[Updated a few hours after posting when I thought of something I meant to add...]
For the PARTY category of What’s in a Name 6 Challenge.
Three words: Disturbing, Alarming, Haughty (not sure a book can be haughty but the main character/narrator certainly could be described as ‘blatantly and disdainfully proud’.)
When Marie told me via Twitter that this is a ‘tough read’ and ‘is disturbing’, I wasn’t quite sure what to expect. And when I had heard comparisons to Gone Girl, I was most intrigued. I loved Gone Girl!
Well, this one I did NOT love. Yes, it IS disturbing. The narrator of the story (not the narrator of the audio! The fictional character) is condescending and thoroughly unlikable. He comes across very angry, in a way that you know he admires himself on how well he keeps himself in control.
Yea, well. I didn’t like him.
So it was hard to like the book. I would not say I enjoyed it. In fact, for some parts, I felt physically ill.
None of the characters have much going for them, in my opinion.
(Marie’s review is excellent, by the way. She says it is ‘masterfully written’. In fact, she argues for ONE sympathetic character and I will grant her the explanation as valid.)
As for the audio… Narrator is British and did an excellent job. He certainly was able to sound haughty and condescending. I wasn’t too impressed with one of his female voices but it was near the end of the book when I noticed it. Whispersync only worked about half the time, but it IS cool to bounce back and forth from audio to print and be immediately at the spot where you left off. I went back and forth a LOT. Sometimes, the audio was too slow for the pace of the story, if that makes sense. I kept wanting Mr. Lohman (did we ever get his first name? Serge’s brother, Claire’s husband, Michel’s father) to STOP thinking outloud and tell me what is GOING ON.
This book counts as one that happens on ONE DAY. I’m sort of collecting them.
I wrestled with giving it a two stars but also wavered with 4 stars precisely because I do think a book that provokes me so much has something powerful to credit. So I compromised with three. Three slices of CREAM pie. With blackberries, since a dessert in the story provokes one of the characters to push it away.
“Even if this head were to be pelted with rotten eggs, the smile had to remain intact. Even behind the remains of a cream pie pressed into his face by an angry activist, the smile could never, ever fade from the voters’ view.” -p.33, 12%
Also, another reason this book hit me a bit hard was due to a post I read (and reposted) on Facebook and linked here from the blog source: Accidental Devotional’s “The Day I Taught How Not to Rape”. Thank you Jeanne for sharing.
The post talks about how we think teenagers should KNOW about respect. And sex. And what is rape. And all the other things we think nice responsible people should know.
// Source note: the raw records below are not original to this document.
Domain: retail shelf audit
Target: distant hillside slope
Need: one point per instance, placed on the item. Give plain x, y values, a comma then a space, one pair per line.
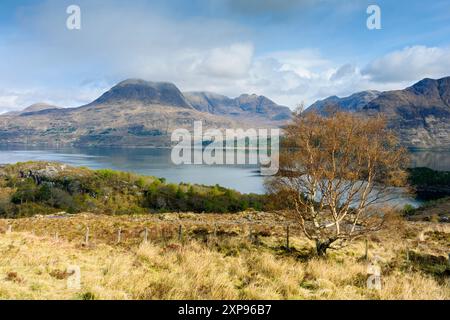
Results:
419, 114
242, 106
136, 113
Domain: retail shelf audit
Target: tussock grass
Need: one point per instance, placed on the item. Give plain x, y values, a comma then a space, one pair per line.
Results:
34, 267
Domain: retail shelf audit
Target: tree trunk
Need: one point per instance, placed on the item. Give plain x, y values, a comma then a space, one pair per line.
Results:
322, 246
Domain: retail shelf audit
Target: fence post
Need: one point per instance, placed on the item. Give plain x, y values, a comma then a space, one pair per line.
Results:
366, 251
287, 237
180, 233
86, 237
119, 235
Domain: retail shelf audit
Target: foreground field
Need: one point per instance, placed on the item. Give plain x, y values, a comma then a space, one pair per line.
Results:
216, 257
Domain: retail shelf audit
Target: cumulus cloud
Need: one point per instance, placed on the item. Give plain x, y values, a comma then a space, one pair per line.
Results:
410, 64
44, 62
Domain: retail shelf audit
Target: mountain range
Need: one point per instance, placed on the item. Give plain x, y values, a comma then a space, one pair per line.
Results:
136, 112
419, 114
143, 113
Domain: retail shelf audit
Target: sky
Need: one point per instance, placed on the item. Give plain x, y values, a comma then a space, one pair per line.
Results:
292, 51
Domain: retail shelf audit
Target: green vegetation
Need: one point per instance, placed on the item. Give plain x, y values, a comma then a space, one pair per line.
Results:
37, 187
429, 184
427, 176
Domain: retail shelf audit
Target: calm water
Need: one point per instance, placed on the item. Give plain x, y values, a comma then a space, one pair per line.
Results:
146, 161
156, 162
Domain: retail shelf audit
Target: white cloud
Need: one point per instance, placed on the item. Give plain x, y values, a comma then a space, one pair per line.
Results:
410, 64
232, 62
121, 41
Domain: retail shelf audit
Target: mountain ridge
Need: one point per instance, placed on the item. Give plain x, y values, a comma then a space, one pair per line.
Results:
134, 112
419, 114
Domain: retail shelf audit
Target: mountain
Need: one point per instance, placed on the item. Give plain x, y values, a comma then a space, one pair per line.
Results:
137, 113
37, 107
242, 106
141, 91
419, 114
355, 102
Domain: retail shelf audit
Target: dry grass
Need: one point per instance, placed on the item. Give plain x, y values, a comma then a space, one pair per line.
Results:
34, 266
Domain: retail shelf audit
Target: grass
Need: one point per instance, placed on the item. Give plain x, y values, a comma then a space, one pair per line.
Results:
217, 262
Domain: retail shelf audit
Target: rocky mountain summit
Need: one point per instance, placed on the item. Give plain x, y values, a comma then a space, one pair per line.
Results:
419, 114
137, 113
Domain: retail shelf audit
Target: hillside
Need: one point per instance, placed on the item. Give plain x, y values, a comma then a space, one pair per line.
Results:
419, 114
134, 113
215, 258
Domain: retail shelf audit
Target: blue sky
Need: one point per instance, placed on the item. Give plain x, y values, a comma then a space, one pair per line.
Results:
292, 51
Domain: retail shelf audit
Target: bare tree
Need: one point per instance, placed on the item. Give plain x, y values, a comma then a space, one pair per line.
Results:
335, 173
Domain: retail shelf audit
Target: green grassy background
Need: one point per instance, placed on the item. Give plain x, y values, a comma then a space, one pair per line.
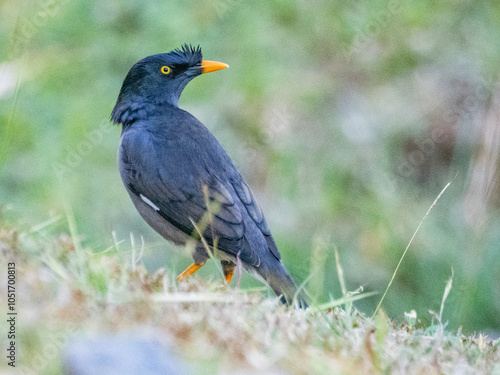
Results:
346, 119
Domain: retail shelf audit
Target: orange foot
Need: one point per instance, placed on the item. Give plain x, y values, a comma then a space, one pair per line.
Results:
189, 271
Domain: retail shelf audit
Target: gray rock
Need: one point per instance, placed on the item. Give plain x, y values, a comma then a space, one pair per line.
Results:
122, 355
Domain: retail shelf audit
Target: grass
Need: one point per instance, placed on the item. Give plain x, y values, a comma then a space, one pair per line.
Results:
66, 290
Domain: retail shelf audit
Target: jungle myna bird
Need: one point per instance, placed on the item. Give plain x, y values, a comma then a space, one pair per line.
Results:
182, 181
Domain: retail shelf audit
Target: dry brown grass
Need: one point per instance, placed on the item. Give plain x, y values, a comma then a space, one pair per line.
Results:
64, 293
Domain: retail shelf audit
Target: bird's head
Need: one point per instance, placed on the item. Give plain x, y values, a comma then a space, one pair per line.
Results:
159, 80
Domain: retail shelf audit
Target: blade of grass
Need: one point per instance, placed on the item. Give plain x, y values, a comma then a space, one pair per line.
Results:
408, 246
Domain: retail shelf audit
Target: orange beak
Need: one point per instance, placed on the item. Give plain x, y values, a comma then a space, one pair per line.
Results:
211, 66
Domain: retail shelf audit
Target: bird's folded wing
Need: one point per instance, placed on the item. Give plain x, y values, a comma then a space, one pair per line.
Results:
211, 207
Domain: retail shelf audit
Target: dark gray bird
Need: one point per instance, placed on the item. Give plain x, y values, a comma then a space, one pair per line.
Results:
182, 181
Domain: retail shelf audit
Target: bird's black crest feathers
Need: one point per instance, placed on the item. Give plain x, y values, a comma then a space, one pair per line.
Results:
187, 54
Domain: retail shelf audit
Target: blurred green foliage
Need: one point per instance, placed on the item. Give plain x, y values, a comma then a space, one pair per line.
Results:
346, 118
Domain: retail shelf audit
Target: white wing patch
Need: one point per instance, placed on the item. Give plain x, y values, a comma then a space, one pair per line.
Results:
149, 203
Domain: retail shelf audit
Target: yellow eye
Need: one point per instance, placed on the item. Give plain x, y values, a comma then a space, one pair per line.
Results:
166, 69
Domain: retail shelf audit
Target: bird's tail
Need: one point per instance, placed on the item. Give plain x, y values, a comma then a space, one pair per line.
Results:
283, 285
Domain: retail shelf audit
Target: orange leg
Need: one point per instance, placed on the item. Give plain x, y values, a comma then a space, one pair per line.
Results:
189, 271
228, 268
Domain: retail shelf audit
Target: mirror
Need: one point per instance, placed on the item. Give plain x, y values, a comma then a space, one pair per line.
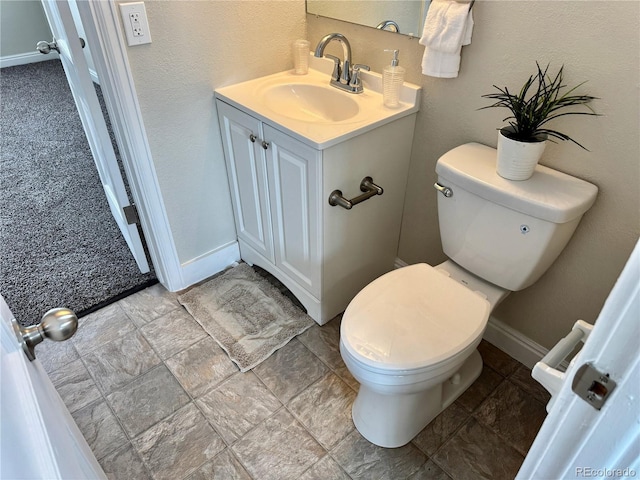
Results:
404, 16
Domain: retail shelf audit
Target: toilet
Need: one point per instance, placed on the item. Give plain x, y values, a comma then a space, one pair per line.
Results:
410, 337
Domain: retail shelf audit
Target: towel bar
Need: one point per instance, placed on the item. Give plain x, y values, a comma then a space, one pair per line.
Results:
366, 186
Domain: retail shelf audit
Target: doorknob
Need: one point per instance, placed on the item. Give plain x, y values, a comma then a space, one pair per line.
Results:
57, 324
45, 47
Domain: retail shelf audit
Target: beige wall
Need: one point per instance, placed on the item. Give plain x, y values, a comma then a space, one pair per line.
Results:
198, 46
597, 41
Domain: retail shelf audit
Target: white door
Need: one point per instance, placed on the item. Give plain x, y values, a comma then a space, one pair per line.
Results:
75, 66
247, 178
39, 438
578, 441
294, 179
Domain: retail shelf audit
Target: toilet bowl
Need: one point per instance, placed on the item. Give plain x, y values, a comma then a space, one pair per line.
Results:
410, 336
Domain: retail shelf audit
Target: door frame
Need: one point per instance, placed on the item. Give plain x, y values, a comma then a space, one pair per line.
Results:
576, 440
101, 22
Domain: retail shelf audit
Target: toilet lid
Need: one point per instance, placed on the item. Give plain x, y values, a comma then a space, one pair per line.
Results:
411, 318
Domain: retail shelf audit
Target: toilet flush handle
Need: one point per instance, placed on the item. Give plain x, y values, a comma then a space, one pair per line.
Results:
446, 191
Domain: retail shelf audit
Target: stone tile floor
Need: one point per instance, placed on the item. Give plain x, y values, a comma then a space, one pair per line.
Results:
156, 398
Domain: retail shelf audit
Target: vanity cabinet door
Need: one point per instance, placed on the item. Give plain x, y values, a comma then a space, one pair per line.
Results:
246, 168
294, 172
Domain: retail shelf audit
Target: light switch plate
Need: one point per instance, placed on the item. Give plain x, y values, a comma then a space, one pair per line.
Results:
136, 25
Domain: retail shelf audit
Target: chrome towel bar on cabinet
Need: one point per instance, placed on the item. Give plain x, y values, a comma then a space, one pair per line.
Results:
367, 186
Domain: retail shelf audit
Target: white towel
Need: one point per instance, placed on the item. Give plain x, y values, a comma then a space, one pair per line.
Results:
448, 26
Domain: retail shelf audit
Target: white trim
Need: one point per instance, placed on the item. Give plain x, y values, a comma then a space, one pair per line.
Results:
103, 30
507, 339
26, 58
209, 264
94, 76
515, 344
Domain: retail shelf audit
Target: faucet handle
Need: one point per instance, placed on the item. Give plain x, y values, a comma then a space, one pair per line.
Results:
355, 78
336, 67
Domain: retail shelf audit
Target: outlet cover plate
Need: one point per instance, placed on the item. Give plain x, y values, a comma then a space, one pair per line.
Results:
135, 23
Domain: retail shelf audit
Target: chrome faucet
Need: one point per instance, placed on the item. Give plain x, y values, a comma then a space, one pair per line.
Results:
344, 77
389, 25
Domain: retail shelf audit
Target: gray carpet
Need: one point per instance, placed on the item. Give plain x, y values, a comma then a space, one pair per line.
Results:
59, 244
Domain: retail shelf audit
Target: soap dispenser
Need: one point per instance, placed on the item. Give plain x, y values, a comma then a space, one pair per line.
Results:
392, 80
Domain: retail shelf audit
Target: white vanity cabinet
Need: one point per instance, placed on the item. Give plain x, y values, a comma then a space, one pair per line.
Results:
280, 188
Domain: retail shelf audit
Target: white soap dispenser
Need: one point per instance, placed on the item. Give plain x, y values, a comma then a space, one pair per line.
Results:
392, 80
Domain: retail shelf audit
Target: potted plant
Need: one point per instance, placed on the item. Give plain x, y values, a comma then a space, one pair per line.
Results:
540, 100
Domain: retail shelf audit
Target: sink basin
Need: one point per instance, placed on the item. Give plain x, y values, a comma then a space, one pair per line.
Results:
310, 103
307, 108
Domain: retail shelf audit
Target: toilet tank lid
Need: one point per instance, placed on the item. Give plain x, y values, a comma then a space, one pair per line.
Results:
548, 195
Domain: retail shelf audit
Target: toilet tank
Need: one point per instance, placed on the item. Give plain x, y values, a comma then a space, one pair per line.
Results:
506, 232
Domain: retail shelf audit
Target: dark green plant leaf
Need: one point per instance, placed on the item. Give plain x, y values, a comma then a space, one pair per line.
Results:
539, 101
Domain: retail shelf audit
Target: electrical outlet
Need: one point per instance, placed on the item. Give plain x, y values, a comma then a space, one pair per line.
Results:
136, 25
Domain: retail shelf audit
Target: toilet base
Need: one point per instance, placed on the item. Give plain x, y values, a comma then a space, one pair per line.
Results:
392, 421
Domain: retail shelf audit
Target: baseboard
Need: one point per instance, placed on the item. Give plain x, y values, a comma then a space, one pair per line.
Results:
507, 339
25, 58
209, 264
514, 343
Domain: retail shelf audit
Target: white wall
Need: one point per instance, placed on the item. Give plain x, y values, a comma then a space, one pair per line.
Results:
198, 46
597, 41
22, 25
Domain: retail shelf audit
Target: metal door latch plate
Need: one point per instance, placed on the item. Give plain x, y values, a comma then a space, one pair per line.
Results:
592, 386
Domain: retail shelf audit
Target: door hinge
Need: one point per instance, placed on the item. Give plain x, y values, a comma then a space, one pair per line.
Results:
131, 214
592, 386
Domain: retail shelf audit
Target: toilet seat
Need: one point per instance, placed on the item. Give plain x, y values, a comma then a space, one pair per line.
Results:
412, 318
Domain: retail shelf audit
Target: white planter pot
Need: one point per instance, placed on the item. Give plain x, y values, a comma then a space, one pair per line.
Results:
517, 160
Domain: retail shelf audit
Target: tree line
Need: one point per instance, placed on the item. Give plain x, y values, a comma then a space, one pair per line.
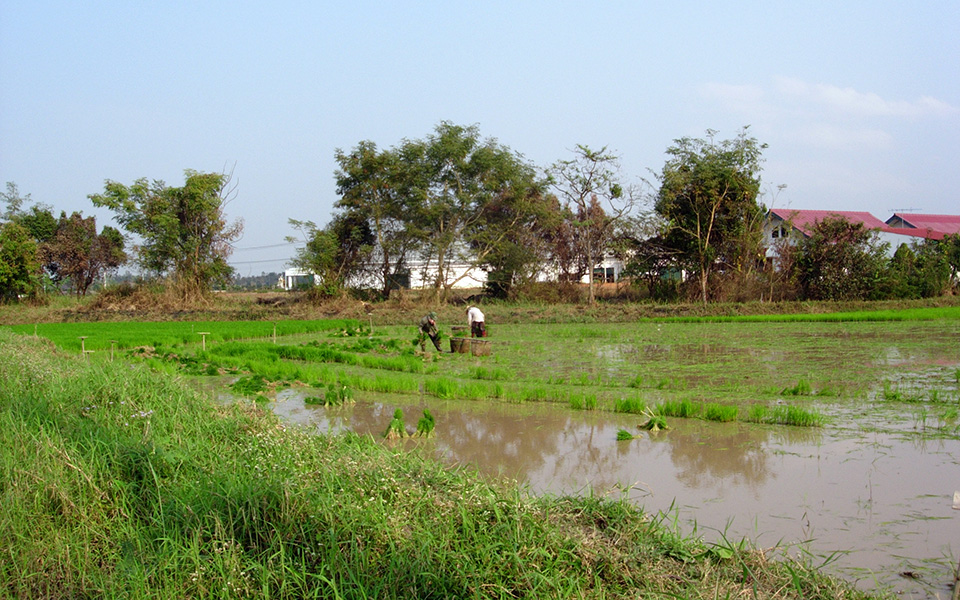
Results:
454, 200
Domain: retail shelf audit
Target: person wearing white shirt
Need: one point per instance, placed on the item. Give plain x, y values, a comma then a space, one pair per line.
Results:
475, 320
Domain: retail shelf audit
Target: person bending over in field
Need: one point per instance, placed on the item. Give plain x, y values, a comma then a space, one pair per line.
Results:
475, 320
428, 329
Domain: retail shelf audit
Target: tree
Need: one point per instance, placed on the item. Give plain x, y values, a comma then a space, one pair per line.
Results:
590, 189
19, 266
371, 184
840, 260
511, 236
183, 231
453, 177
709, 197
334, 253
78, 254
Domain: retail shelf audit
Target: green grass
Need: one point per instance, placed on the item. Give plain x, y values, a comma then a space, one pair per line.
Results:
119, 482
169, 334
630, 404
720, 412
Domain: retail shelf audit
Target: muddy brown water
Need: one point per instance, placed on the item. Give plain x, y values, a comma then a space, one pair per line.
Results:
873, 507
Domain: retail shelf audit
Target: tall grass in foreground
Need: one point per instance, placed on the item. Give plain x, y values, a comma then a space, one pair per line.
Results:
119, 483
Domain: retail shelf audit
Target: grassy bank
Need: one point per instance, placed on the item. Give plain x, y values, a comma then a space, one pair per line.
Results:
408, 308
117, 482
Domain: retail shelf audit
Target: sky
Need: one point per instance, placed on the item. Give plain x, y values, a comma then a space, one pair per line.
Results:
858, 101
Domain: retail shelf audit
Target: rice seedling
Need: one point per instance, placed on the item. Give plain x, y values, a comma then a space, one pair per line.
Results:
684, 409
582, 401
758, 413
250, 385
425, 425
441, 387
632, 404
396, 429
671, 383
794, 415
491, 373
337, 394
165, 494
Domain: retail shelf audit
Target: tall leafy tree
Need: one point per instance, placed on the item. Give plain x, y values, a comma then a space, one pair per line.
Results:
454, 176
511, 237
184, 232
590, 189
709, 196
373, 185
335, 253
19, 265
841, 260
78, 255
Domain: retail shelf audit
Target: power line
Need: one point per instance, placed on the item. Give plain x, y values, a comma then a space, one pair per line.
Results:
257, 262
235, 249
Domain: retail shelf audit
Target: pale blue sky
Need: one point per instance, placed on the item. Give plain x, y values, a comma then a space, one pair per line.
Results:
859, 101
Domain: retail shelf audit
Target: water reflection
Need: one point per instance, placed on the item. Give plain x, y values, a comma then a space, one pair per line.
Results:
884, 503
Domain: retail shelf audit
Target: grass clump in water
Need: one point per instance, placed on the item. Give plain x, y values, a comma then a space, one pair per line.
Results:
655, 421
802, 388
396, 429
425, 425
632, 405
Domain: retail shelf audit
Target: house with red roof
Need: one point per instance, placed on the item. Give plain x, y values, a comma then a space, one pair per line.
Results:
935, 226
794, 224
And this book also addresses this exact question of whether or not teenagers are CHILDREN or ADULTS. We want to assume they ‘know better’; how do we handle these tough situations when they do not ‘know better’.
p.63 – CHANSONS – song, specifically a music-hall or cabaret song
p.64 – FRÈRE – French for ‘brother’ (figured it out from context but like to make sure)
p.76 – SLIP DE BAIN – French for ‘swim suit’
p.285 – EXCRESCENCES – disfiguring, extraneous or unwanted marks or parts
Question for my Dutch friends – The audio says something that the book wouldn’t clarify but it translated as GAS CAN. It sounded like JELLY can. Explain? Thanks! ***THANKS Laurie! The answer is JERRYCAN. I am a much more visual learner and really needed to see how the word was spelled so I could accurately hear it. NOW I get it!